Handsome Distraction has been plenty busy, releasing three EPs over the same number of years. Their most recent, A Mighty Roar, was released in May 2013. The album follows 2012’s Fight or Flight, which they supported with a tour across the country. Their plans for the near future include a Western Canadian tour in September and a U.S. tour throughout the winter and fans of rock and roll with some intense immediacy should take note.
The Robert’s Creek Saloon is a band built around the principle of not setting limits or planning in advance, and it’s a decision that comes across loud and clear in their music. Equal parts ska, swing, cabaret, and rock, the band pulls the listener across multiple genres on an extremely fun musical ride.
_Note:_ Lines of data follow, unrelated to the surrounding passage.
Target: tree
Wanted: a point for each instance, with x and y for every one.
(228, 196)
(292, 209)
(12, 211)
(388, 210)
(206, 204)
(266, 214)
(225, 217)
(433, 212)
Named after an artistic community in British Columbia, the band imagines they sound like what one might expect to be playing in a saloon there, should one ever be built. Fans of Gogol Bordello will love this home-grown take on fun genre mashing, as will those who embrace the band’s commitment to spontaneity and unconventional paths. The Robert’s Creek Saloon released a self-titled EP in 2012 and are currently making it available on their Bandcamp page. What are you waiting for? Go get it!